I am experiencing similar machine check errors using similar processors. The good news is that I believe that these errors are (fortunately) 'false positives' relating to a known hardware fault with our Processors. The bad news is that it therefore does not explain your system hang issue.

The following is a lengthy explanation as to how I came to this conclusion. In brief, an appropriate BIOS update could suppress these machine check errors.

My situation

I have just assembled a dual Xeon E5-2670 based system and have moved my existing install to this system. This and the previous system are both using the Sandy Bridge microarchitecture (CFLAGS="-march=sandybridge") so for the migration to work I simply tweaked my kernel for the changed hardware. It worked! Having recently upgraded glibc and gcc I took the upgrade as an opportunity to test the new hardware with a rebuild of everything (emerge -e @world). It has been during periods of heavy CPU load that I see these errors via mcelog. They seem to be identical to yours:

```

Hardware event. This is not a software error.

MCE 0

CPU 8 BANK 7 

MISC 1df87b000d9eff 

TIME 1460296528 Sun Apr 10 23:55:28 2016

MCG status:

MCi status:

Corrected error

MCi_MISC register valid

MCA: BUS error: 1 8 Level-3 Generic Generic Other-transaction Request-did-not-timeout

Running trigger `bus-error-trigger'

QPI

STATUS 8800004000310e0f MCGSTATUS 0

MCGCAP 1000c14 APICID 20 SOCKETID 1 

CPUID Vendor Intel Family 6 Model 45

```

My system does not hang, compilations do not fail and I am not noticing any performance degradation. The fact that these errors are 'corrected errors' is somewhat reassuring but not enough to eliminate my anxiety!

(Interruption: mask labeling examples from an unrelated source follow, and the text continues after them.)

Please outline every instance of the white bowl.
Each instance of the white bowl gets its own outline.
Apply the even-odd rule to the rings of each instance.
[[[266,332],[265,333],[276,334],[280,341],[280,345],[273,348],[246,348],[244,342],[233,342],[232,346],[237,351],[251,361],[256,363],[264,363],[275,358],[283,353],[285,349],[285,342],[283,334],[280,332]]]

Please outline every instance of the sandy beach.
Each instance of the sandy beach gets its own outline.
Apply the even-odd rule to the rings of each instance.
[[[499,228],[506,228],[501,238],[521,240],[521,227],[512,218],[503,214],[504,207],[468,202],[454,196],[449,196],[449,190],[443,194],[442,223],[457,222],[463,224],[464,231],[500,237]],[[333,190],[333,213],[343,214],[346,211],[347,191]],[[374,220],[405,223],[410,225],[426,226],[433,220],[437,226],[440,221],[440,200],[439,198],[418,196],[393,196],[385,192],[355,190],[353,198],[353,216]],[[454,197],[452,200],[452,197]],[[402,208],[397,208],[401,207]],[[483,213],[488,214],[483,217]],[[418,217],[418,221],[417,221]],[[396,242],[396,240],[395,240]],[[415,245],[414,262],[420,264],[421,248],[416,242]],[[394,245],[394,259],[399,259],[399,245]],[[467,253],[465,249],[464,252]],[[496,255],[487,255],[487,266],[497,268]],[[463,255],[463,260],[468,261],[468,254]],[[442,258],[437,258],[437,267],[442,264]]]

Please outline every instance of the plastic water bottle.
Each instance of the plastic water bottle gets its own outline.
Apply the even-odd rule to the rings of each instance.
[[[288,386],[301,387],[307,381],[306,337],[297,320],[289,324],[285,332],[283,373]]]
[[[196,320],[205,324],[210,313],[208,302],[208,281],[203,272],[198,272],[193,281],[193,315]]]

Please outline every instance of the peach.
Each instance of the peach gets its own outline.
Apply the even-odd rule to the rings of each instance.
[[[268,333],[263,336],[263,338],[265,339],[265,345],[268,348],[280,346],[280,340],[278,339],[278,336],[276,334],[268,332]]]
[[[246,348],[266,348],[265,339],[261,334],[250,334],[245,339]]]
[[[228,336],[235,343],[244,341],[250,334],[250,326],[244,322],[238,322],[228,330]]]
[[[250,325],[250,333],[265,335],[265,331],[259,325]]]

Having no success with web/forum searches I reviewed the Xeon E5 documentation from Intel. The document Intel Xeon E5 Product Family Specifications Update (February 2016 Revision 019) lists errata relating to these processors. There was one erratum on page 41 that drew my attention

BT65. Intel QPI Interface Calibration May Log Spurious Bus and Interconnect Error Machine Checks

Problem:

The Intel QPI interface Physical Layer performs calibration across all 20 of the lanes and report the success or failure of the calibration process. Due to this erratum, the processor may detect spurious errors during the calibration of the Intel QPI interface. The bus and interconnect errors are reported with the IA32_MCi_STATUS.MCACOD (bits [15:0]) with a value of 0000_1xx0_0000_1111 (where x is zero of one).

Implication:

The processos may log spurious bus and interconnect error machien check reports during Intel QPI calibration.

Workaround:

is possible for the BIOS to contain a workaround for this erratum. A BIOS code change has been identified and may be implemented as a workaround for this erratum.

Status:

For the affected steppings, see the Summary Table of Changes.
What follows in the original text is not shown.